Na sexta-feira (9), uma empregada doméstica foi resgatada da casa de um desembargador do Tribunal de Justiça de Santa Catarina, em Florianópolis, onde era mantida em condições análogas à escravidão há mais de 30 anos. A operação de resgate foi deflagrada no dia 6, após uma denúncia recebida pelo Ministério Público do Trabalho (MPT). Na fase preliminar da investigação, testemunhas foram ouvidas e o Ministério Público Federal (MPF) obteve mandados judiciais do Superior Tribunal de Justiça (STJ) para fiscalizar o domicílio.
Segundo o MPT, Sônia de Jesus tem 50 anos, é surda e vivia em um abrigo de crianças de São Paulo quando foi retirada do local pela sogra do desembargador aos 9 anos de idade. No início da adolescência, época em que a primeira filha dos investigados nasceu, Sônia foi entregue ao casal e passou a conviver com a família.
Apesar da alegação dos investigados de que Sônia era tratada como se fosse da família, ela nunca teve instrução formal, não aprendeu a ler e escrever e não foi alfabetizada na língua brasileira de sinais (LIBRAS). De acordo com o MPT, ela comunicava-se por meio de gestos simples e não possuía convívio social fora do ambiente dessa família. Ela passou a ter plano de saúde, CPF, RG e título de eleitor somente em 2021. Antes dessa data, seu único documento era a certidão de nascimento.
Os mandados de busca e apreensão na casa do desembargador e de sua esposa foram cumpridos pelo Grupo Especial de Fiscalização Móvel, com participação de auditores-fiscais do Trabalho, vinculados ao Ministério do Trabalho e Emprego (MTE), do MPT, MPF, Defensoria Pública da União (DPU) e Polícia Federal (PF).
Testemunhas relataram que Sônia dormia em dependências de empregadas tanto na casa do casal em Blumenau/SC, antes de o magistrado se tornar desembargador, quanto na residência em Florianópolis.

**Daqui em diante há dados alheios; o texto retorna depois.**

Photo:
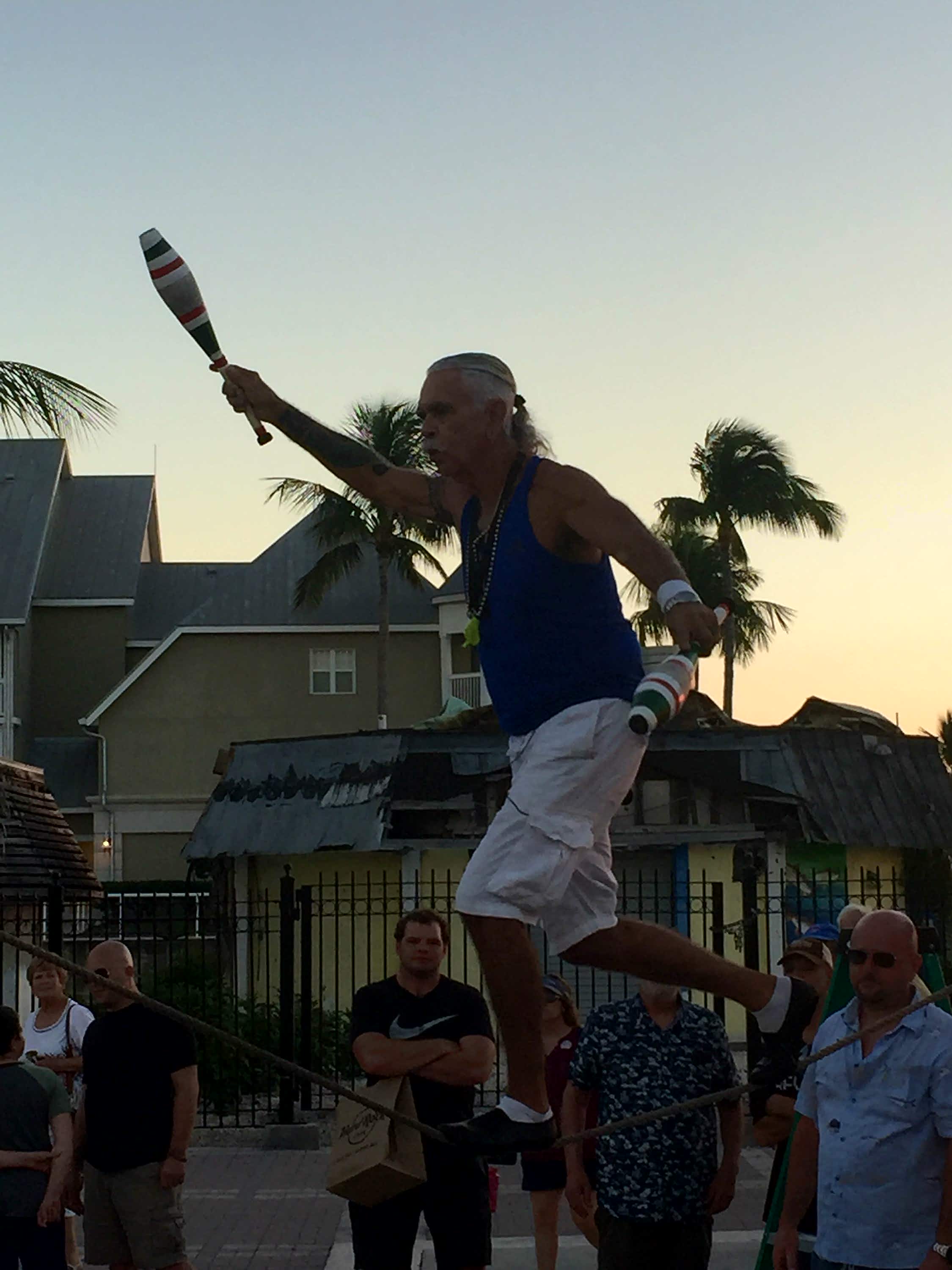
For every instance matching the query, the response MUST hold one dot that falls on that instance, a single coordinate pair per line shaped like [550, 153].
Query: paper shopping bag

Sônia foi acolhida por uma entidade que presta assistência social e psicológica e deve ser inserida em uma entidade filantrópica especializada na alfabetização e na socialização de pessoas surdas para que possa interagir com outras pessoas, desenvolver atividades lúdicas e desportivas e aprender a se comunicar em libras.
O MPT e a DPU poderão propor termo de ajuste de conduta (TAC), cobrar o pagamento de dívidas trabalhistas em conjunto com os auditores-fiscais do MTE e ajuizar ação civil pública em caso de recusa de assinatura de TAC. O MTE vai lavrar autos de infração e liberar guias para que Sônia de Jesus receba três parcelas de seguro-desemprego. A instituição também poderá inserir o desembargador no cadastro de empregadores que tenham submetido trabalhadores a condições análogas à escravidão (“lista suja”).